Errada: a gestante frequentemente é assintomática ou tem quadro leve, então não se pode afirmar que 80% terão sintomas.
- B)a maioria dos fetos infectados tem resolução espontânea.
Certa: a maioria dos fetos infectados evolui com resolução espontânea, embora exista risco de anemia e hidropisia em alguns casos.
- C)é indicação de abortamento terapêutico.
Errada: parvovirose materna não é indicação de abortamento terapêutico; a conduta é vigilância fetal.
- D)deve ser iniciado uso de espiramicina em todos os casos.
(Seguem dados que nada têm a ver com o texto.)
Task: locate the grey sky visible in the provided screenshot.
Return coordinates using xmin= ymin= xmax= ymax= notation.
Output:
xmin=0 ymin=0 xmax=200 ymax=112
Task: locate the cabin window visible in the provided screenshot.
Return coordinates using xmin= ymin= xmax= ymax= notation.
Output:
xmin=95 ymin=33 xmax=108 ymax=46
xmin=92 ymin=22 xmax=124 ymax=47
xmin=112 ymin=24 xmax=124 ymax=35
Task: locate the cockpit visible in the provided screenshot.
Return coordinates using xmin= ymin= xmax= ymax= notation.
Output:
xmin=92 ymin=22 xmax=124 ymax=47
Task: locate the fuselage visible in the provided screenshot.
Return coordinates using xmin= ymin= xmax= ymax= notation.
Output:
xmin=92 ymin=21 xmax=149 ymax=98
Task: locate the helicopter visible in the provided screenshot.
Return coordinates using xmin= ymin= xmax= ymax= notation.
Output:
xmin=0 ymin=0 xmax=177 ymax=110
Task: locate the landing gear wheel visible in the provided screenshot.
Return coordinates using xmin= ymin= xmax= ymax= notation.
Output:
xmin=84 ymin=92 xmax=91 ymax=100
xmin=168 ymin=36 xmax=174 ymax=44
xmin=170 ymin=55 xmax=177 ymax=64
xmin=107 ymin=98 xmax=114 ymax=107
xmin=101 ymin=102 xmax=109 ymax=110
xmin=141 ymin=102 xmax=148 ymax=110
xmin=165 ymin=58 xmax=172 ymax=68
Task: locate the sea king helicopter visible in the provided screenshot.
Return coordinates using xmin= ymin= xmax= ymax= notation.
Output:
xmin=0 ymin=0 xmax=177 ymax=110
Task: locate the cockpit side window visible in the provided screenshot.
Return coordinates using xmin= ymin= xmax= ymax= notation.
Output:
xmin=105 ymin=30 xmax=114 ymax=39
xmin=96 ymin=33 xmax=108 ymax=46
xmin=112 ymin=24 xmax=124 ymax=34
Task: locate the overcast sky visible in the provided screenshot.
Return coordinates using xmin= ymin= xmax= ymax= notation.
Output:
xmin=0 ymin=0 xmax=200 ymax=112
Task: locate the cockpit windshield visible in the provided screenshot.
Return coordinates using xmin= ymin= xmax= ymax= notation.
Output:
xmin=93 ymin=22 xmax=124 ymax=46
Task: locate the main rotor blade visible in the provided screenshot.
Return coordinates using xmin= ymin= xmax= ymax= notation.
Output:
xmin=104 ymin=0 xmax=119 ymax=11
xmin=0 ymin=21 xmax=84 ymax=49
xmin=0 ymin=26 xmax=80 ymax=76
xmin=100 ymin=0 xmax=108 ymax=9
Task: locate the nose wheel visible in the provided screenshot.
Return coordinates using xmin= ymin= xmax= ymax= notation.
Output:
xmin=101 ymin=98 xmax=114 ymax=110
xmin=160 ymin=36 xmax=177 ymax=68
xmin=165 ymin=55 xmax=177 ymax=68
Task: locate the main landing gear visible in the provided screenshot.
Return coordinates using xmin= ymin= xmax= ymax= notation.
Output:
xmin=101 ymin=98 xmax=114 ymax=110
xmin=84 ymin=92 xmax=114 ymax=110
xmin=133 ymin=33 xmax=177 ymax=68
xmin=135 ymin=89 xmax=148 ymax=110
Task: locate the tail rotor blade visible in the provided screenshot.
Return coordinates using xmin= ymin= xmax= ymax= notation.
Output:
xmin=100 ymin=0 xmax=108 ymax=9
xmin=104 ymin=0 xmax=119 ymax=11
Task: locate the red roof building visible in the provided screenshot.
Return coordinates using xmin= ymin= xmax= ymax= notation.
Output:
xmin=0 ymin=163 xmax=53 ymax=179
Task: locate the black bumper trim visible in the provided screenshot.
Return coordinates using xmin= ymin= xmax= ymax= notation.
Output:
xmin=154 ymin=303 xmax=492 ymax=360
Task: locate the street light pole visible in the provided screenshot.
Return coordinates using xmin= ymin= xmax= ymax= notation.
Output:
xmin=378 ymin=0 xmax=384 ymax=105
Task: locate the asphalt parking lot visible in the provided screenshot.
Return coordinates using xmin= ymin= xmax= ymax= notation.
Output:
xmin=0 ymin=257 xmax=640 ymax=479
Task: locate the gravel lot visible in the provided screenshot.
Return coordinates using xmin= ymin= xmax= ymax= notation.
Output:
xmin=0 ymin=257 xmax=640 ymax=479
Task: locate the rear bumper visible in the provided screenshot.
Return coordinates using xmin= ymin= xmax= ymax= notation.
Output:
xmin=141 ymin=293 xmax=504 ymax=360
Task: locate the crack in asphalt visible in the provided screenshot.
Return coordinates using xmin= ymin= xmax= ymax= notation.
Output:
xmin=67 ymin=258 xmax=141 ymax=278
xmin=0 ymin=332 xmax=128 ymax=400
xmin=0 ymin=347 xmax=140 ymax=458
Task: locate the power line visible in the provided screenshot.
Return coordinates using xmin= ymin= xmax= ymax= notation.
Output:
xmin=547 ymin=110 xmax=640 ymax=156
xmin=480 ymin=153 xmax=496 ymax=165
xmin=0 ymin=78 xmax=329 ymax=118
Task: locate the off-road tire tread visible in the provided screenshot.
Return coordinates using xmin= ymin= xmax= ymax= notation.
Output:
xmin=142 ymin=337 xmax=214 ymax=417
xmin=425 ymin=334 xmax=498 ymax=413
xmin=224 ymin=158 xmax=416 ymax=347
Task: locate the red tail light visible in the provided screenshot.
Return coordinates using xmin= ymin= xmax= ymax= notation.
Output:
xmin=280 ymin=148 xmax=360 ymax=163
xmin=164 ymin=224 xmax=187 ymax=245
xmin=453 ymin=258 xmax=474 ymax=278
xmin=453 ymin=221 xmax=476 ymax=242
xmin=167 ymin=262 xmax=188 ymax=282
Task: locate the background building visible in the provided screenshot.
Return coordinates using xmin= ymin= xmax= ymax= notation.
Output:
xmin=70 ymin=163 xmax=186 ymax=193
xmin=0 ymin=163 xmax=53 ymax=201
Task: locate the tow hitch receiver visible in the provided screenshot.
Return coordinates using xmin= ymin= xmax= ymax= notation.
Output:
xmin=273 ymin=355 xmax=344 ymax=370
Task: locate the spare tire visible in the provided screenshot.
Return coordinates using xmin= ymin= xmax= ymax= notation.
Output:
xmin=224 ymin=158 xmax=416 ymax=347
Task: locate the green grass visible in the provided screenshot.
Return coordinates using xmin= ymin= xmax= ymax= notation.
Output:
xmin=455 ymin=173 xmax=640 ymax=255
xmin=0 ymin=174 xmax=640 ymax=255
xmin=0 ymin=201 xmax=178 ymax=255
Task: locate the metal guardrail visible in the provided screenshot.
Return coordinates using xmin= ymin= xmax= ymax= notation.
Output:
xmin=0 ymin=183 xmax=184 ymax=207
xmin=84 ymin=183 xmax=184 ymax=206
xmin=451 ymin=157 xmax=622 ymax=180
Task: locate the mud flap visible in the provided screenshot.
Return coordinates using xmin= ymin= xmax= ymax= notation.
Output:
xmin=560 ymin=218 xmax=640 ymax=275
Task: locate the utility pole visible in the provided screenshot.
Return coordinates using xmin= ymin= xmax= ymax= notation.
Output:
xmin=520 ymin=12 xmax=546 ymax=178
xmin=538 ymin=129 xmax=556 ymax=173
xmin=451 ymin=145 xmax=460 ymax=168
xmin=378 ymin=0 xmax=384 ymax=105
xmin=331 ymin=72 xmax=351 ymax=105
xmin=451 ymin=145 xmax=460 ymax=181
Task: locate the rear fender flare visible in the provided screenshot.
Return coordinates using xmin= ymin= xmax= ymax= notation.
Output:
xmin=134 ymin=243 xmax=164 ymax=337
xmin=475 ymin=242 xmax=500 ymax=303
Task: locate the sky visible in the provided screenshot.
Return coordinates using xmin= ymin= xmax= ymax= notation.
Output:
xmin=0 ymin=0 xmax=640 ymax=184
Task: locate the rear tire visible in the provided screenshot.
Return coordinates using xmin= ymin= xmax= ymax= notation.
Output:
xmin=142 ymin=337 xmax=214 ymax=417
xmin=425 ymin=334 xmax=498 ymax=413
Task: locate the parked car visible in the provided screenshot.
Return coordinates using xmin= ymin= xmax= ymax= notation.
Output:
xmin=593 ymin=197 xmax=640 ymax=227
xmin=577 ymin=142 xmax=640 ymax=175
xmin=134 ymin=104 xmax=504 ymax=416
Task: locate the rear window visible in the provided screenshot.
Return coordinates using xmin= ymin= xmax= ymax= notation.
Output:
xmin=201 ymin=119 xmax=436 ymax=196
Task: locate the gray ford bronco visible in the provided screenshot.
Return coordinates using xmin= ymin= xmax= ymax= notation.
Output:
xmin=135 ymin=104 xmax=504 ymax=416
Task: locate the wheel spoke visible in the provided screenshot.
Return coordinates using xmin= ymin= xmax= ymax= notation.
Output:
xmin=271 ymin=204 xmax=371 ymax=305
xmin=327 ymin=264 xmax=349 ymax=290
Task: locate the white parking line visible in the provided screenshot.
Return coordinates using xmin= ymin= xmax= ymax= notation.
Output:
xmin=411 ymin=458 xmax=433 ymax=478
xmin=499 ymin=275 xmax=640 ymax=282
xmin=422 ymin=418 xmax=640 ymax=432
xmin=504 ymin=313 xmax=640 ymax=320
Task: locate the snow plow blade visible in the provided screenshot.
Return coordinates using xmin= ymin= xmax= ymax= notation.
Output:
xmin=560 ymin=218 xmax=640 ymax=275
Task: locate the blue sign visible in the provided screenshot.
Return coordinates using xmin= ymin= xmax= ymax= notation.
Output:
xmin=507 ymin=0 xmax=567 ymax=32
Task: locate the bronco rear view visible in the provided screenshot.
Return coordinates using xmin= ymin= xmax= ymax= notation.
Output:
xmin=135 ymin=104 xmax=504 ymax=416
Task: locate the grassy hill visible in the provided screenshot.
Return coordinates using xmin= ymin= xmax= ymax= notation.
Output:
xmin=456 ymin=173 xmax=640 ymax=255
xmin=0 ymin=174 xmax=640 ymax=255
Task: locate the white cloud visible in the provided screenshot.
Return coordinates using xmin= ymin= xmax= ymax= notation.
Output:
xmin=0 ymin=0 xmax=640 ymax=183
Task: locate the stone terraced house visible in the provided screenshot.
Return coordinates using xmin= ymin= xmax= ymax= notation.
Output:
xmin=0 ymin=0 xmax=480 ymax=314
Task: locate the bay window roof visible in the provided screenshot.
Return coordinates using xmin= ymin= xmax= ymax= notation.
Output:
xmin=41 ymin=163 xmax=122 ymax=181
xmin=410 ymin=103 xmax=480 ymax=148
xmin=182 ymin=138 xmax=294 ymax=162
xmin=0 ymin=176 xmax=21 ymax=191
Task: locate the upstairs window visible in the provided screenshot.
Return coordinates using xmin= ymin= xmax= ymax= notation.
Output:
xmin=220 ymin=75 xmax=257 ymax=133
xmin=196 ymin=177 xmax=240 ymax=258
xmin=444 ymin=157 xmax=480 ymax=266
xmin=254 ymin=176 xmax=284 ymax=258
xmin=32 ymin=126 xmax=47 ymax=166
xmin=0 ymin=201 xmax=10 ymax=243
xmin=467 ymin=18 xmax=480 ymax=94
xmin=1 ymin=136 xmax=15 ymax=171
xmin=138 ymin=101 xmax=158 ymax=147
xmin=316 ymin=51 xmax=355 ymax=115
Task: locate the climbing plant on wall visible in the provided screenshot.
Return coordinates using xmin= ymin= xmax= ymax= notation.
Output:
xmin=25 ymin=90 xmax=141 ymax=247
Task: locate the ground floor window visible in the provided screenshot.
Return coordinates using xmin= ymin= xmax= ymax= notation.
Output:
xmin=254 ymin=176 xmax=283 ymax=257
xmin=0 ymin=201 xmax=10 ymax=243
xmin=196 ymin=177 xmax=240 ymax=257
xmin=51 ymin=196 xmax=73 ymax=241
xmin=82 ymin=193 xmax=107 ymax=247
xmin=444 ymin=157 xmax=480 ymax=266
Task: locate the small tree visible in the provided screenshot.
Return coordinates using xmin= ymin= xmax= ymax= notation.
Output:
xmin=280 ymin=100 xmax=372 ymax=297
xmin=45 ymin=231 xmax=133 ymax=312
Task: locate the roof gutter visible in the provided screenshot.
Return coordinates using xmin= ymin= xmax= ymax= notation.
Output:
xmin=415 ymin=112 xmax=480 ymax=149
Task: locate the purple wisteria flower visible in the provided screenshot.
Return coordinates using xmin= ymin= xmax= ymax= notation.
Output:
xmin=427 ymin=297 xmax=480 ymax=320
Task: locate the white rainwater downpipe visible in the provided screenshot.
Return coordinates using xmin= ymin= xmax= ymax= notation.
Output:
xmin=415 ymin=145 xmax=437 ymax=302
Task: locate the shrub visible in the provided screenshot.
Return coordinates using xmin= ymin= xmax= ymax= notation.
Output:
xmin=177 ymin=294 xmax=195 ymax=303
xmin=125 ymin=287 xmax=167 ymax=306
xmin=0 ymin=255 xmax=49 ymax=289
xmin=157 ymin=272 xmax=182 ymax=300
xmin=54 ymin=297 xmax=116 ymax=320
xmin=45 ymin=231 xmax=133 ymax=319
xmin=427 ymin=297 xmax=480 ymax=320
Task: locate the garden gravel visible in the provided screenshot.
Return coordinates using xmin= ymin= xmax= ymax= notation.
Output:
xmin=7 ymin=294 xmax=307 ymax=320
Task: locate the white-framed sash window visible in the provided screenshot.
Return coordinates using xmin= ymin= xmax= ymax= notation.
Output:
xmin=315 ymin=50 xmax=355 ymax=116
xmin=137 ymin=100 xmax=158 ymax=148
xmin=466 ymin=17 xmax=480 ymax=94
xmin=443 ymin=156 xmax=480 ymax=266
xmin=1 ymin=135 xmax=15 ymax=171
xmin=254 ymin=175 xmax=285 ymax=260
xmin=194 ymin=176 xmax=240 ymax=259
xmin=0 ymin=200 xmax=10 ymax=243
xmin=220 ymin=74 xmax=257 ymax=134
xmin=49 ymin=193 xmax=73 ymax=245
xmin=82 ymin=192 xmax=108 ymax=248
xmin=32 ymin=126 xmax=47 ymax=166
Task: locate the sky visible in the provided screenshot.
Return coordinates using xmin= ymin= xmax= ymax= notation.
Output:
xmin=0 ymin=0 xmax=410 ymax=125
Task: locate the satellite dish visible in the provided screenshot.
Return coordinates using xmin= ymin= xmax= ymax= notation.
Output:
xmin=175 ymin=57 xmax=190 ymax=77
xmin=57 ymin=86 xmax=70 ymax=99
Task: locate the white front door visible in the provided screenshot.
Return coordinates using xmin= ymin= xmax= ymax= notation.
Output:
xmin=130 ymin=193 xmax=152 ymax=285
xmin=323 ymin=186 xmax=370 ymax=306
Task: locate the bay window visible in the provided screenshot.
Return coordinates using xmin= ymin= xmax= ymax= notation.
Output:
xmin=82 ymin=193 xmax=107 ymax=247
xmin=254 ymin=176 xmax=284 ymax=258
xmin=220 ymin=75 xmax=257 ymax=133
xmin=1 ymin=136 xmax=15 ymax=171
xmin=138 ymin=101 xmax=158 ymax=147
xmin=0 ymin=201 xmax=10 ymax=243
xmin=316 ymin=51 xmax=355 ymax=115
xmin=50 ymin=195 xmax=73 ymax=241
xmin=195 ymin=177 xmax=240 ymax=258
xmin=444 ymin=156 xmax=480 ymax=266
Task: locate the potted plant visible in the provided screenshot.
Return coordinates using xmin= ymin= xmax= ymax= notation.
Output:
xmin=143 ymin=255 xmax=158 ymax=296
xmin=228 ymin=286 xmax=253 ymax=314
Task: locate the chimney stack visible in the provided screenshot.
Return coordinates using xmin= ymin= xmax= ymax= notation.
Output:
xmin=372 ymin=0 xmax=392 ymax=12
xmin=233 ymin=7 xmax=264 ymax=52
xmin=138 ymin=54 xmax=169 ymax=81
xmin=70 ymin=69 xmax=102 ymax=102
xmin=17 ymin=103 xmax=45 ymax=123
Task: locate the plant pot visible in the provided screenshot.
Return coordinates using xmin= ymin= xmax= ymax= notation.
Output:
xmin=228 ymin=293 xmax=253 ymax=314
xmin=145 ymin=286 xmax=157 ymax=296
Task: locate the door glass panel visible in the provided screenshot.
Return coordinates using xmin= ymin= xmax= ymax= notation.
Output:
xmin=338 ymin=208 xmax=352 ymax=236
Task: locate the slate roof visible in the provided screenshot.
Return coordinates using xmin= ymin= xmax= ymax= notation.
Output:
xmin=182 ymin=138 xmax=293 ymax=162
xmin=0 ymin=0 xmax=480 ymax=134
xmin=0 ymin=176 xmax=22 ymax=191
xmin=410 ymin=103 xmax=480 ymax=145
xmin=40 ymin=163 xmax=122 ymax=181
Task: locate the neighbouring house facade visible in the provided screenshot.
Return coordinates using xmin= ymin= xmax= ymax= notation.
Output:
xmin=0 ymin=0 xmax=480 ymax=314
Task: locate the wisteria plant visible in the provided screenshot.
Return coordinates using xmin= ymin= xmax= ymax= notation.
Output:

Errada: espiramicina não trata parvovirose, sendo usada em outro contexto infeccioso, como toxoplasmose.
- E)o doppler da artéria umbilical diagnostica anemia fetal.
Errada: o doppler da artéria umbilical não é o exame de escolha para diagnosticar anemia fetal, que é melhor suspeitada pela artéria cerebral média.
Gabarito: B
A parvovirose na gravidez, causada pelo parvovírus B19, costuma preocupar mais pelo risco fetal do que pela mãe. Na gestante, a infecção pode passar despercebida ou parecer um quadro viral leve, com febre baixa, mal-estar e exantema, então não é algo que costuma “gritar” sintomas em 80% dos casos. O ponto central é que o vírus pode atravessar a placenta e atingir precursores eritroides do feto, provocando anemia fetal e, em casos mais graves, hidropisia. Mesmo assim, a maioria das infecções fetais evolui bem e se resolve espontaneamente, sem necessidade de intervenção invasiva, desde que haja seguimento adequado com ultrassonografia e avaliação doppler, sobretudo da artéria cerebral média, que é o exame mais útil para suspeita de anemia fetal. Por isso, o gabarito é a alternativa B. A conduta é acompanhamento obstétrico e vigilância fetal, e não medidas automáticas como abortamento terapêutico ou antibiótico. Inclusive, espiramicina não tem papel aqui, porque ela é usada em outros contextos infecciosos, como toxoplasmose, e não em parvovirose. Resumindo a lógica de prova: parvovirose na gestação pede observação e monitorização fetal, não pânico e nem tratamento “de prateleira”.